Deadly Cheese Hits Stores Under New Names

DEADLY CHEESE HITS STORES

One family’s favorite cheese turned into another family’s funeral—and the recall map is still growing.

Story Snapshot

  • A Maryland dairy’s soft cheeses are tied to a deadly Listeria outbreak across three states[4]
  • All Clover Hill Dairy cheese products are now under recall after state health warnings[2][6]
  • Nine people are sick, eight hospitalized, and one person has died, with cases traced back to 2023[1][4]
  • The same cheese may sit in your fridge under a completely different brand name[2][6]

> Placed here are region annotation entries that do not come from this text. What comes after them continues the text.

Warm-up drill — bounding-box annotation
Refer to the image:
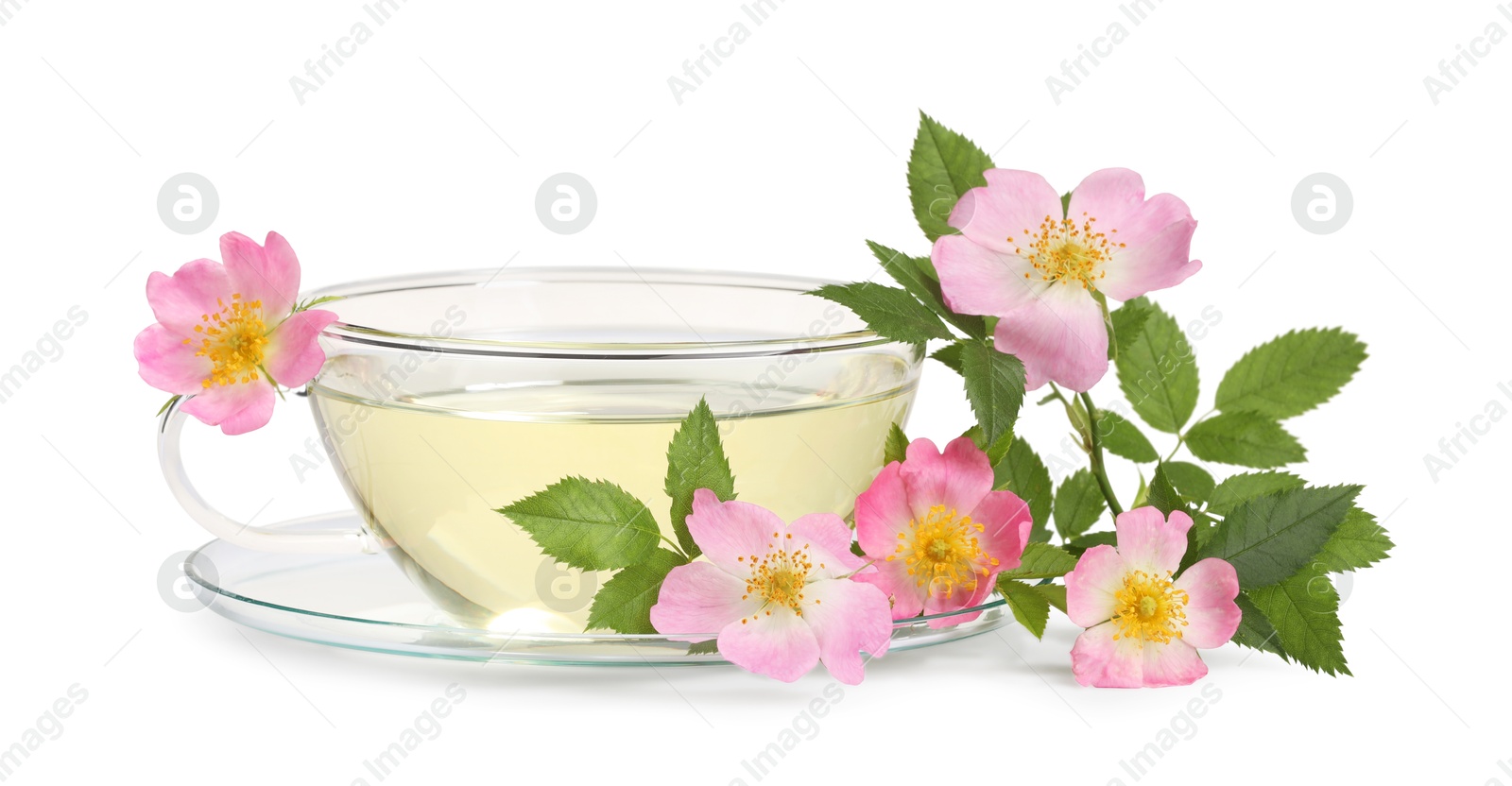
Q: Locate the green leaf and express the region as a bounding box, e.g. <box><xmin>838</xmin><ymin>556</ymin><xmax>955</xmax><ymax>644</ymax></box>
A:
<box><xmin>1108</xmin><ymin>302</ymin><xmax>1151</xmax><ymax>360</ymax></box>
<box><xmin>1066</xmin><ymin>532</ymin><xmax>1119</xmax><ymax>559</ymax></box>
<box><xmin>1208</xmin><ymin>471</ymin><xmax>1303</xmax><ymax>516</ymax></box>
<box><xmin>1033</xmin><ymin>584</ymin><xmax>1066</xmax><ymax>614</ymax></box>
<box><xmin>1187</xmin><ymin>413</ymin><xmax>1308</xmax><ymax>469</ymax></box>
<box><xmin>998</xmin><ymin>542</ymin><xmax>1076</xmax><ymax>579</ymax></box>
<box><xmin>960</xmin><ymin>342</ymin><xmax>1023</xmax><ymax>453</ymax></box>
<box><xmin>909</xmin><ymin>111</ymin><xmax>992</xmax><ymax>242</ymax></box>
<box><xmin>497</xmin><ymin>476</ymin><xmax>661</xmax><ymax>570</ymax></box>
<box><xmin>1098</xmin><ymin>410</ymin><xmax>1160</xmax><ymax>464</ymax></box>
<box><xmin>1315</xmin><ymin>508</ymin><xmax>1396</xmax><ymax>572</ymax></box>
<box><xmin>1249</xmin><ymin>570</ymin><xmax>1349</xmax><ymax>675</ymax></box>
<box><xmin>1117</xmin><ymin>298</ymin><xmax>1197</xmax><ymax>434</ymax></box>
<box><xmin>1196</xmin><ymin>486</ymin><xmax>1359</xmax><ymax>590</ymax></box>
<box><xmin>1144</xmin><ymin>464</ymin><xmax>1192</xmax><ymax>519</ymax></box>
<box><xmin>587</xmin><ymin>549</ymin><xmax>686</xmax><ymax>635</ymax></box>
<box><xmin>1162</xmin><ymin>461</ymin><xmax>1215</xmax><ymax>502</ymax></box>
<box><xmin>998</xmin><ymin>576</ymin><xmax>1049</xmax><ymax>638</ymax></box>
<box><xmin>882</xmin><ymin>423</ymin><xmax>909</xmax><ymax>466</ymax></box>
<box><xmin>930</xmin><ymin>342</ymin><xmax>962</xmax><ymax>373</ymax></box>
<box><xmin>1215</xmin><ymin>328</ymin><xmax>1366</xmax><ymax>420</ymax></box>
<box><xmin>1232</xmin><ymin>592</ymin><xmax>1291</xmax><ymax>660</ymax></box>
<box><xmin>1054</xmin><ymin>469</ymin><xmax>1108</xmax><ymax>541</ymax></box>
<box><xmin>809</xmin><ymin>282</ymin><xmax>954</xmax><ymax>343</ymax></box>
<box><xmin>665</xmin><ymin>399</ymin><xmax>735</xmax><ymax>559</ymax></box>
<box><xmin>992</xmin><ymin>440</ymin><xmax>1054</xmax><ymax>542</ymax></box>
<box><xmin>867</xmin><ymin>240</ymin><xmax>988</xmax><ymax>338</ymax></box>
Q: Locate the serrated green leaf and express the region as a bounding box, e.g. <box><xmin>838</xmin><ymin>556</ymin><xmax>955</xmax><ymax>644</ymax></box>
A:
<box><xmin>992</xmin><ymin>440</ymin><xmax>1054</xmax><ymax>542</ymax></box>
<box><xmin>1164</xmin><ymin>461</ymin><xmax>1217</xmax><ymax>502</ymax></box>
<box><xmin>1000</xmin><ymin>542</ymin><xmax>1076</xmax><ymax>579</ymax></box>
<box><xmin>882</xmin><ymin>423</ymin><xmax>909</xmax><ymax>466</ymax></box>
<box><xmin>1208</xmin><ymin>471</ymin><xmax>1303</xmax><ymax>516</ymax></box>
<box><xmin>497</xmin><ymin>476</ymin><xmax>661</xmax><ymax>570</ymax></box>
<box><xmin>663</xmin><ymin>399</ymin><xmax>735</xmax><ymax>557</ymax></box>
<box><xmin>1187</xmin><ymin>413</ymin><xmax>1308</xmax><ymax>469</ymax></box>
<box><xmin>1249</xmin><ymin>570</ymin><xmax>1349</xmax><ymax>675</ymax></box>
<box><xmin>1053</xmin><ymin>469</ymin><xmax>1108</xmax><ymax>541</ymax></box>
<box><xmin>867</xmin><ymin>240</ymin><xmax>988</xmax><ymax>338</ymax></box>
<box><xmin>1215</xmin><ymin>328</ymin><xmax>1366</xmax><ymax>420</ymax></box>
<box><xmin>587</xmin><ymin>549</ymin><xmax>692</xmax><ymax>635</ymax></box>
<box><xmin>1317</xmin><ymin>508</ymin><xmax>1396</xmax><ymax>572</ymax></box>
<box><xmin>809</xmin><ymin>282</ymin><xmax>953</xmax><ymax>343</ymax></box>
<box><xmin>1197</xmin><ymin>486</ymin><xmax>1359</xmax><ymax>590</ymax></box>
<box><xmin>960</xmin><ymin>342</ymin><xmax>1023</xmax><ymax>453</ymax></box>
<box><xmin>1232</xmin><ymin>592</ymin><xmax>1291</xmax><ymax>660</ymax></box>
<box><xmin>1031</xmin><ymin>584</ymin><xmax>1066</xmax><ymax>614</ymax></box>
<box><xmin>1098</xmin><ymin>410</ymin><xmax>1160</xmax><ymax>464</ymax></box>
<box><xmin>930</xmin><ymin>342</ymin><xmax>960</xmax><ymax>373</ymax></box>
<box><xmin>1117</xmin><ymin>298</ymin><xmax>1197</xmax><ymax>434</ymax></box>
<box><xmin>909</xmin><ymin>111</ymin><xmax>992</xmax><ymax>242</ymax></box>
<box><xmin>998</xmin><ymin>576</ymin><xmax>1049</xmax><ymax>638</ymax></box>
<box><xmin>1108</xmin><ymin>302</ymin><xmax>1151</xmax><ymax>360</ymax></box>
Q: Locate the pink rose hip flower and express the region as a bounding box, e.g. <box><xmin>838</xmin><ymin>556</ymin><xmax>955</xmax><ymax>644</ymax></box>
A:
<box><xmin>932</xmin><ymin>169</ymin><xmax>1202</xmax><ymax>391</ymax></box>
<box><xmin>856</xmin><ymin>436</ymin><xmax>1034</xmax><ymax>627</ymax></box>
<box><xmin>134</xmin><ymin>231</ymin><xmax>335</xmax><ymax>434</ymax></box>
<box><xmin>650</xmin><ymin>488</ymin><xmax>892</xmax><ymax>685</ymax></box>
<box><xmin>1066</xmin><ymin>506</ymin><xmax>1242</xmax><ymax>688</ymax></box>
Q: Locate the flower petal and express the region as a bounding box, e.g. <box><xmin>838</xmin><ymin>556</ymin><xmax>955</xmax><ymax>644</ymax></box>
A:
<box><xmin>856</xmin><ymin>461</ymin><xmax>913</xmax><ymax>559</ymax></box>
<box><xmin>1143</xmin><ymin>640</ymin><xmax>1208</xmax><ymax>688</ymax></box>
<box><xmin>181</xmin><ymin>380</ymin><xmax>278</xmax><ymax>436</ymax></box>
<box><xmin>652</xmin><ymin>562</ymin><xmax>762</xmax><ymax>641</ymax></box>
<box><xmin>971</xmin><ymin>491</ymin><xmax>1034</xmax><ymax>572</ymax></box>
<box><xmin>1066</xmin><ymin>168</ymin><xmax>1192</xmax><ymax>249</ymax></box>
<box><xmin>1113</xmin><ymin>504</ymin><xmax>1192</xmax><ymax>577</ymax></box>
<box><xmin>930</xmin><ymin>234</ymin><xmax>1045</xmax><ymax>316</ymax></box>
<box><xmin>1071</xmin><ymin>623</ymin><xmax>1144</xmax><ymax>688</ymax></box>
<box><xmin>221</xmin><ymin>231</ymin><xmax>300</xmax><ymax>319</ymax></box>
<box><xmin>1175</xmin><ymin>556</ymin><xmax>1243</xmax><ymax>650</ymax></box>
<box><xmin>131</xmin><ymin>325</ymin><xmax>215</xmax><ymax>396</ymax></box>
<box><xmin>686</xmin><ymin>488</ymin><xmax>788</xmax><ymax>576</ymax></box>
<box><xmin>1098</xmin><ymin>217</ymin><xmax>1202</xmax><ymax>300</ymax></box>
<box><xmin>146</xmin><ymin>260</ymin><xmax>232</xmax><ymax>337</ymax></box>
<box><xmin>902</xmin><ymin>436</ymin><xmax>992</xmax><ymax>521</ymax></box>
<box><xmin>1066</xmin><ymin>546</ymin><xmax>1129</xmax><ymax>627</ymax></box>
<box><xmin>784</xmin><ymin>512</ymin><xmax>867</xmax><ymax>579</ymax></box>
<box><xmin>803</xmin><ymin>579</ymin><xmax>892</xmax><ymax>685</ymax></box>
<box><xmin>720</xmin><ymin>607</ymin><xmax>819</xmax><ymax>682</ymax></box>
<box><xmin>851</xmin><ymin>557</ymin><xmax>925</xmax><ymax>620</ymax></box>
<box><xmin>263</xmin><ymin>310</ymin><xmax>335</xmax><ymax>387</ymax></box>
<box><xmin>948</xmin><ymin>169</ymin><xmax>1063</xmax><ymax>254</ymax></box>
<box><xmin>993</xmin><ymin>282</ymin><xmax>1108</xmax><ymax>393</ymax></box>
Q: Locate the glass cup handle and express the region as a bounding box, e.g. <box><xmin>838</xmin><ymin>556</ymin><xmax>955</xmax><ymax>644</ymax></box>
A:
<box><xmin>157</xmin><ymin>399</ymin><xmax>383</xmax><ymax>555</ymax></box>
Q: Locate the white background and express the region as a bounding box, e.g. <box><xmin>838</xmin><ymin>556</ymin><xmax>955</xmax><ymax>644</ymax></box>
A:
<box><xmin>0</xmin><ymin>0</ymin><xmax>1512</xmax><ymax>784</ymax></box>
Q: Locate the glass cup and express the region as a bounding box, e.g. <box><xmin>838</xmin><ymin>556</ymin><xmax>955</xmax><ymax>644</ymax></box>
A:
<box><xmin>159</xmin><ymin>267</ymin><xmax>924</xmax><ymax>632</ymax></box>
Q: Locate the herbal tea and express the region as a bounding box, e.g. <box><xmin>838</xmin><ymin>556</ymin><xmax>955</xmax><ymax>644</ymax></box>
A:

A small dairy, a familiar cheese, and a deadly bacteria

Clover Hill Dairy in Mechanicsville, Maryland, did not look like the start of a national scare. It sold soft, fresh cheeses like requesón and ricotta, the kind people buy for Sunday lasagna or traditional Latin dishes.

Health investigators say that the same cheese carried Listeria monocytogenes, a bacterium that can kill the very young, the very old, the weak, and unborn children[3]. By early June, nine people in Maryland, New York, and Virginia were sick, eight were in the hospital, and one was dead[1][4].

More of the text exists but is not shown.